Wat de Broederschap bij dit alles zorgvuldig nalaat is: haar aanzienlijke achterban oproepen de straat op te gaan om het parlement, en haar meerderheid daarin, te verdedigen. Wat ze al helemaal niet doet, is de mensen die afgelopen vrijdag wél demonstreerden tegen de machtsgreep, uit alle macht te ondersteunen. Voor de Broederschap is de revolutie nog slechts een kwestie van politiek bedrijven binnen de spelregels, van verkiezingsdeelname en verder een gezagsgetrouwe opstelling. Maar dit is een variant van een eerder verschijnsel: voor de Broederschap was de revolutie een middel om haar eigen macht mee te versterken. De emancipatorische idealen van heel veel van de demonstranten van 2011 waren bijzaak, goed genoeg om mensen mee op de been te brengen, maar waard om te dumpen als ze de Broederschap als machthebbers-in-spe voor de voeten liepen. Dat heel veel aanhangers van de Broederschap wél serieuze revolutionairen waren en zijn, en vaak erg kritisch ten aanzien van hun leiding, is waar. Veel CDA-ers waren ook buitengewoon kritisch ten aanzien van Verhagens love affair met Wilders, maar dat is nog geen reden o het CDA te zien als bondgenoot in de strijd tegen het Wilders-fascisme. Iets soortgelijks geldt ook voor de Broederschap, en voor de salafisten, nog wat rechtsere islamisten dus. Samenwerken met leden van dit soort groepen op demonstraties tegen het leger, en intussen je eigen gezichtspunten naar voren blijven brengen en discussie aangaan kan soms nuttig en nodig zijn. Hossan Al Halamady, activist van de Revolutionaire Socialisten, laat dat zien in verslaglegging van een hard aangevallen sit-in voor het Ministerie van Defensie. Daar traden salafisten en socialisten zij aan zij de repressie tegemoet. Maar intussen waren ze ook onderling in discussie waren waarbij de socialisten respect en interesse afdwongen met hun principiële opstelling in combinatie met hun bereidheid om ook salafisten te verdedigen tegen het militaire bewind.

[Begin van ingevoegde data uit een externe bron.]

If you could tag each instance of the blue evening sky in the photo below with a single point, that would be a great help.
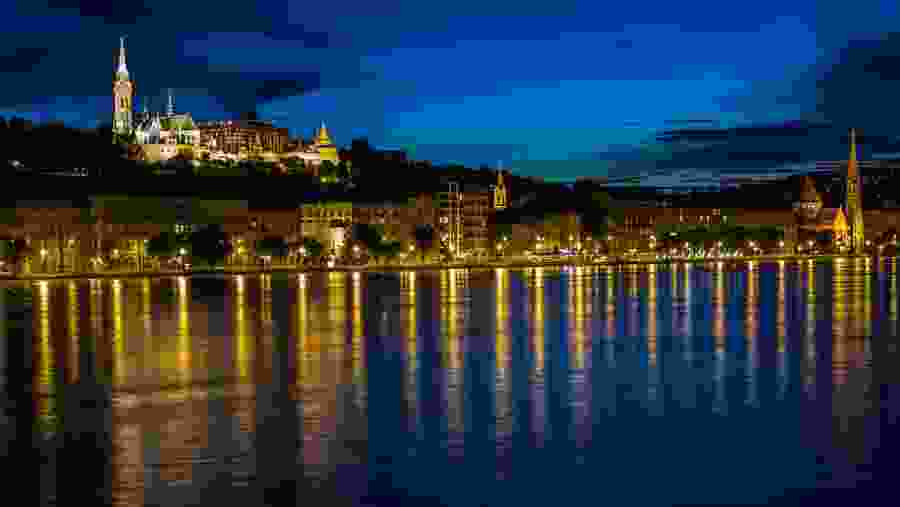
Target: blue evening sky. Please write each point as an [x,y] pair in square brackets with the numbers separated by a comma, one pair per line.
[558,89]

So far so good: een gezamenlijk gevecht tegen onderdrukking, voor concreet gemeenschappelijk belang. Maar er is een groot risico aan de methode verboden: het generaliseren van een beperkt gezamenlijk belang naar en meer algemeen politiek bondgenootschap, naar steunverlening vanuit links aan bijvoorbeeld de Broederschap als zodanig. Dan gaat het niet meer om samen actie voeren op straat, maar om electorale steun. om linkse stembussteun aan een kandidaat van rechts. Dat is zoiets als stemmen op Verhagen omdat Koppejan binnen de fractie wel eens een kritisch geluid produceerde, of steun betuigen aan Leers omdat sommige mensen die vluchtelingen helpen ook wel eens CDA stemmen. Een absurditeit.

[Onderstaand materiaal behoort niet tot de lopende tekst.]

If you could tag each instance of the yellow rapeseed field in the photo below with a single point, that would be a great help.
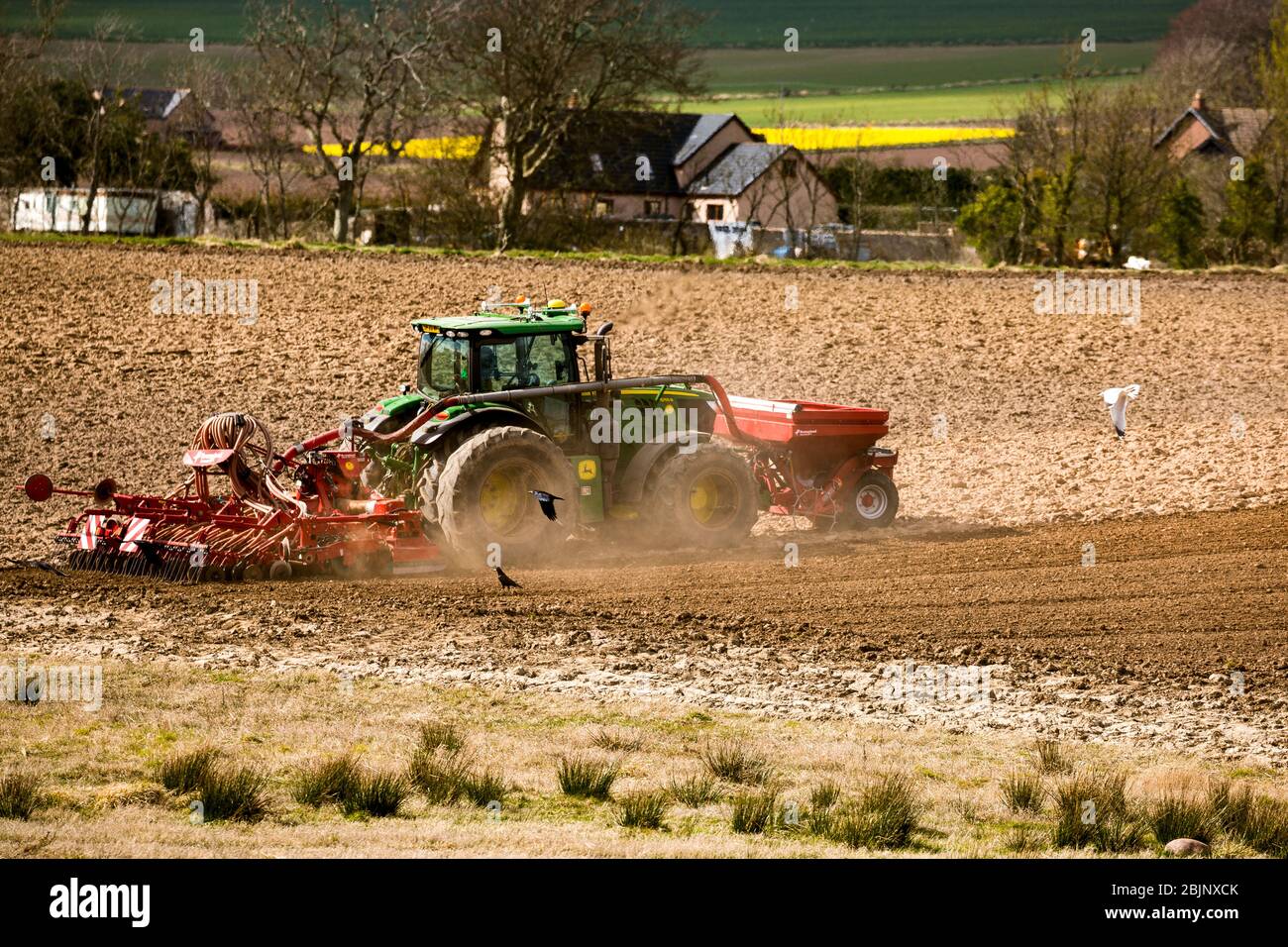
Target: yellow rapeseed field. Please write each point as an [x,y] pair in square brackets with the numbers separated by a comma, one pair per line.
[446,147]
[804,138]
[832,138]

Electorale steun verschil ook nog eens heel wezenlijk van samen strijden op straat. De stembus is voor revolutionairen de zwakst denkbare plek om strijd te voeren. Het is immers precies de plek waar we doen wat we helemal niet moeten willen: onze macht en bevoegdheden overdragen aan oncontroleerbare anderen. De straat, dát is ons element. Daar komen onze argumenten tot hun recht, daar blijkt makkelijk de kracht van onze benadering. Daar doen we samen dingen zelf. In stembusstrijd zijn beroepspolitici en andere autoriteitsfiguren altijd beter. Het idee dat, omdat je op straat goed samen kunt werken, dit ook via de stembus vruchtbaar vertaald kan worden, klopt niet. Op straat krijgen revolutionairen soms islamistische aanhangers mee. In de stembus werkt het eeder andersom.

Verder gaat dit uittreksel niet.